There are no cases in subdivisions a and b.

(c) Includes 1 case. Percentage (alive two years after), 4.5.

(d) Includes 1 case. Percentage (in fair health), 4.5.

(e) Includes 20 cases. Percentage (cured), 90.9.

Taking all the classes together, the percentages are as follows: Total, 289 cases.

Subdivision (a) 58 cases. Percentage (died within twelve months), 20.06.

Subdivision (b) 26 cases. Percentage (died within two years), 8.9.

Subdivision (c) 50 cases. Percentage(alive two years after), 17.3.

Subdiviston (d) 5I cases. Percentage (in fair health), 17.6.
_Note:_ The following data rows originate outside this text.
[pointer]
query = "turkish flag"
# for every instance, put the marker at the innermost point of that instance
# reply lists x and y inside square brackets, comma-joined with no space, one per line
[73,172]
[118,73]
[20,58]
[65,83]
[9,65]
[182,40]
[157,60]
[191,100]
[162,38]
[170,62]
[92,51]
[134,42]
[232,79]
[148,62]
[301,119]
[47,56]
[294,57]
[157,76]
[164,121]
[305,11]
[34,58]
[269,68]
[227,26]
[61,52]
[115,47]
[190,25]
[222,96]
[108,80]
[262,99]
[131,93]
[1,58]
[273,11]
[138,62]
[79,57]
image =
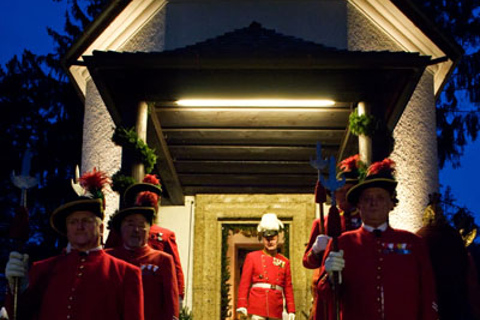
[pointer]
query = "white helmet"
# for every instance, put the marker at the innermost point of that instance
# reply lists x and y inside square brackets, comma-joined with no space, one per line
[270,225]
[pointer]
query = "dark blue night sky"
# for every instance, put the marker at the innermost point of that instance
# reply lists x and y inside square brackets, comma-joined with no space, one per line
[23,25]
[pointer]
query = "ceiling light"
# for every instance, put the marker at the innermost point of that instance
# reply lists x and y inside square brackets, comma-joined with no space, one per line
[254,103]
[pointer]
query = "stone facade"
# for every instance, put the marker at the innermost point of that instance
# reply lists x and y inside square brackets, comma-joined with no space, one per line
[415,150]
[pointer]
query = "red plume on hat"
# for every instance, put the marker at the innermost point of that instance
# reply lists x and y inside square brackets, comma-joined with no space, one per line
[93,183]
[147,199]
[152,179]
[150,183]
[380,174]
[352,168]
[91,198]
[386,167]
[350,163]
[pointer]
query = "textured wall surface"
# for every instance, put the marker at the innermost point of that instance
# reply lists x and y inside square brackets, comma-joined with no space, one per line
[98,149]
[416,156]
[415,150]
[213,210]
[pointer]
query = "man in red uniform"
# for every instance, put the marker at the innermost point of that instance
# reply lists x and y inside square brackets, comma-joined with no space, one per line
[159,238]
[84,282]
[266,277]
[350,220]
[158,271]
[384,273]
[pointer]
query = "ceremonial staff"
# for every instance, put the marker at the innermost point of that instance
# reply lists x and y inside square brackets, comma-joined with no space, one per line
[334,228]
[320,195]
[19,227]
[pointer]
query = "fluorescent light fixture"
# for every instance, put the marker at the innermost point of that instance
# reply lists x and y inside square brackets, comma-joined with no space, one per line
[254,103]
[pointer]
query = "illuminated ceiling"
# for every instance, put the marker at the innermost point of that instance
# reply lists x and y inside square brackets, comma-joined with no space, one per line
[254,149]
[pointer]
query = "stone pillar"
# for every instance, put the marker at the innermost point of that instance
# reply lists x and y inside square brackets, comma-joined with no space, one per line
[415,154]
[98,150]
[138,168]
[364,142]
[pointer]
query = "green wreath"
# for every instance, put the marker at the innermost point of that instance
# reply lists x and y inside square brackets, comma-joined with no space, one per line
[129,139]
[361,124]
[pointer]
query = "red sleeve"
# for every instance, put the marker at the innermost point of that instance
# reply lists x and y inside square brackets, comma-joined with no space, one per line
[170,287]
[245,281]
[324,290]
[133,294]
[114,240]
[310,259]
[171,248]
[429,299]
[289,290]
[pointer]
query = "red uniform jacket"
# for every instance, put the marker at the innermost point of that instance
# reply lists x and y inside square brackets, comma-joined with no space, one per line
[75,286]
[262,268]
[160,239]
[159,280]
[389,277]
[314,261]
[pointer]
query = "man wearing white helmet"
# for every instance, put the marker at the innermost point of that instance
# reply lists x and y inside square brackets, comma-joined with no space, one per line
[266,277]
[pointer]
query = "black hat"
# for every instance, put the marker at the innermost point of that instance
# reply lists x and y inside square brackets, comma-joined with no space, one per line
[379,175]
[150,183]
[89,189]
[145,204]
[117,218]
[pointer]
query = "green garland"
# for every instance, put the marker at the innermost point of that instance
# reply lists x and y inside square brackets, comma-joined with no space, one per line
[249,230]
[361,125]
[129,139]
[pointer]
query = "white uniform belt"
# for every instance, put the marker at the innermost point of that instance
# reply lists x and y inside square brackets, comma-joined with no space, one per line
[267,286]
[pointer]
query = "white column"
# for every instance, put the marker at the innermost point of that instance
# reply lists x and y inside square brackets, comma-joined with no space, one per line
[138,169]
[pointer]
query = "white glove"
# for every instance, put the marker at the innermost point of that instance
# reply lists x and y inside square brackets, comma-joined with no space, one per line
[335,262]
[242,311]
[17,267]
[320,243]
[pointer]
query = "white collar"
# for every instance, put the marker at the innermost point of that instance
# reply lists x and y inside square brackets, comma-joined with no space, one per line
[381,227]
[69,248]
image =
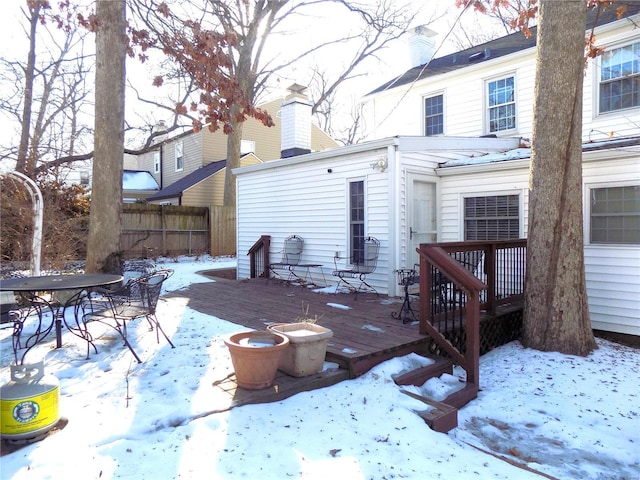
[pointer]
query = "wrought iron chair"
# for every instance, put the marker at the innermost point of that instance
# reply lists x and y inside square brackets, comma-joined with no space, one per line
[363,263]
[291,255]
[115,310]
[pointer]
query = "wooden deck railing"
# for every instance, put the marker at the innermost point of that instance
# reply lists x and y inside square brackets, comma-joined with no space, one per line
[458,280]
[259,257]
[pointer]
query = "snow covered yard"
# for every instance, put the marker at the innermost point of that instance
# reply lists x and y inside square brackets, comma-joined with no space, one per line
[554,415]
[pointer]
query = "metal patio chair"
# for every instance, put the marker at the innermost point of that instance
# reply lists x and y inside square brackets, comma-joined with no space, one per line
[291,255]
[363,263]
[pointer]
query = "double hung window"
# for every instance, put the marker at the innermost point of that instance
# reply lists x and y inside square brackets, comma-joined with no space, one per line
[615,215]
[620,78]
[179,157]
[501,104]
[494,217]
[434,115]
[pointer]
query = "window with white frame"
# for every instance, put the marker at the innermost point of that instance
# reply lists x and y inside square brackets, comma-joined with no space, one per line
[494,217]
[620,78]
[356,221]
[179,157]
[501,104]
[247,146]
[615,215]
[434,115]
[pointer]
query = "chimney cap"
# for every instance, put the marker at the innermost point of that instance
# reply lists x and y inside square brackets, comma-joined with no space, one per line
[297,88]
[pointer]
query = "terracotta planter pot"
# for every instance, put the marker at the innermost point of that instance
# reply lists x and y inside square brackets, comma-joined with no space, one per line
[255,357]
[307,347]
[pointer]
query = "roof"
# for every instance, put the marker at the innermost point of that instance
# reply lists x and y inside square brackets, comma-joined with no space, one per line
[491,50]
[177,188]
[525,153]
[138,180]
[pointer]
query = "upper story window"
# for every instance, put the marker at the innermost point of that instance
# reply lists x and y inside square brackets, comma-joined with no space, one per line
[615,215]
[179,157]
[620,78]
[495,217]
[501,104]
[434,115]
[247,146]
[156,162]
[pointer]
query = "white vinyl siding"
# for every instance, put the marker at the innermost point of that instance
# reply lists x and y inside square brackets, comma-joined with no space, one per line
[400,110]
[179,157]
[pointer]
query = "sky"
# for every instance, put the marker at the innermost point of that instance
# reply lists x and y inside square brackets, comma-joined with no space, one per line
[537,415]
[391,62]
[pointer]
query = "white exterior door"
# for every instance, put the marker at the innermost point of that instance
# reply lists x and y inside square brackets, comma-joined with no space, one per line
[422,216]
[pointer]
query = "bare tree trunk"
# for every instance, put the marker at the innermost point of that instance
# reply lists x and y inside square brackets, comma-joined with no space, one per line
[233,161]
[105,224]
[556,308]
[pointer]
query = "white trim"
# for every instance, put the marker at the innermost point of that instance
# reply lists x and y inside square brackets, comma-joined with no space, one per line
[424,98]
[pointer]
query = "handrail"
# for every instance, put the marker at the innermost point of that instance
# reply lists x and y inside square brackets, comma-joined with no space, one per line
[472,286]
[259,257]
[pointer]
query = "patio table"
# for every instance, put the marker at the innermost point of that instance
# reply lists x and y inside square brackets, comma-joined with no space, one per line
[34,289]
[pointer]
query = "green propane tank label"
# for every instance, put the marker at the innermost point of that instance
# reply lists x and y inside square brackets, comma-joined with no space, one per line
[25,415]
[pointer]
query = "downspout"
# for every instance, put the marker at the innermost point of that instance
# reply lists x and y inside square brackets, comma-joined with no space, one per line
[38,208]
[394,189]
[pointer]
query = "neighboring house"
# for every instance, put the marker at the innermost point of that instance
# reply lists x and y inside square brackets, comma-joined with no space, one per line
[137,186]
[178,157]
[200,188]
[451,184]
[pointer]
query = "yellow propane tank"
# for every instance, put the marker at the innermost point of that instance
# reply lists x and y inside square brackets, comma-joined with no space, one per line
[29,402]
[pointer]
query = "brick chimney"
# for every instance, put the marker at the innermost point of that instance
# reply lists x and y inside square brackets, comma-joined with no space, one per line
[422,45]
[295,117]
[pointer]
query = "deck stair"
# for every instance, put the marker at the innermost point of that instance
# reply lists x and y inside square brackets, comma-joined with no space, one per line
[441,416]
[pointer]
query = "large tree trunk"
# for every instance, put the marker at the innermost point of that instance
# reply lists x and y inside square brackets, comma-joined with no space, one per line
[105,224]
[26,163]
[556,308]
[233,161]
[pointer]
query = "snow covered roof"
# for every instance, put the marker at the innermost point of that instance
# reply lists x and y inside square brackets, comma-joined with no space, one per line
[525,153]
[177,188]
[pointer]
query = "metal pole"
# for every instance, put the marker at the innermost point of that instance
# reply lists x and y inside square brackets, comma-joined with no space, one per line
[38,208]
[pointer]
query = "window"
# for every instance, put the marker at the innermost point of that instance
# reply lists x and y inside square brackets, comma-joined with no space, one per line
[356,221]
[179,157]
[501,103]
[492,218]
[620,78]
[247,146]
[434,115]
[615,215]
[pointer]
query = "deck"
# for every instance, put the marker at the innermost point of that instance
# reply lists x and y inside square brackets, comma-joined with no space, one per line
[364,331]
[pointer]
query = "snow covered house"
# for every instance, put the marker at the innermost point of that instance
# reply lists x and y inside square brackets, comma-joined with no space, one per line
[448,162]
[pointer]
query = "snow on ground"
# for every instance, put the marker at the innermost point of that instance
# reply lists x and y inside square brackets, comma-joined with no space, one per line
[553,415]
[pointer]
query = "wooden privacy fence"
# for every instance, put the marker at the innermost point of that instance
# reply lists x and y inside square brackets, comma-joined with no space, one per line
[169,230]
[223,230]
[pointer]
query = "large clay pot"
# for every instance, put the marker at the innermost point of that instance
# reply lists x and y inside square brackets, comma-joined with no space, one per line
[255,357]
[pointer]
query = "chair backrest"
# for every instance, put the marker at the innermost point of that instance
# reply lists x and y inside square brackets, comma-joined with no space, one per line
[137,268]
[292,251]
[150,288]
[371,249]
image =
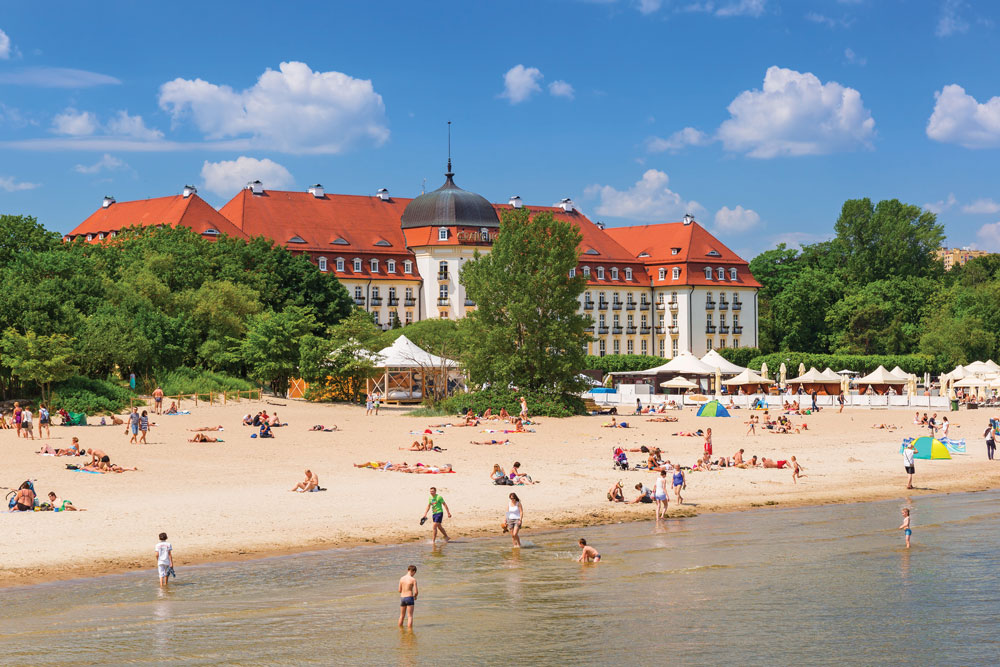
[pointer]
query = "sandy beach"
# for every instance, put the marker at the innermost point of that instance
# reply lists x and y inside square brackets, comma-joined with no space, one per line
[231,500]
Subdivision (e) I04 cases. Percentage (cured), 35.9.

The classification according to severity sufficiently emphasizes the desirability of commencing treatment early; but if even of severe cases 19.1 per cent. can be wholly cured and another 21.3 restored to a very fair measure of health--over 40 percent., taking both classes together--then there can be hardly any cases of phthisis wherein something may not be hoped for from sanatorium treatment.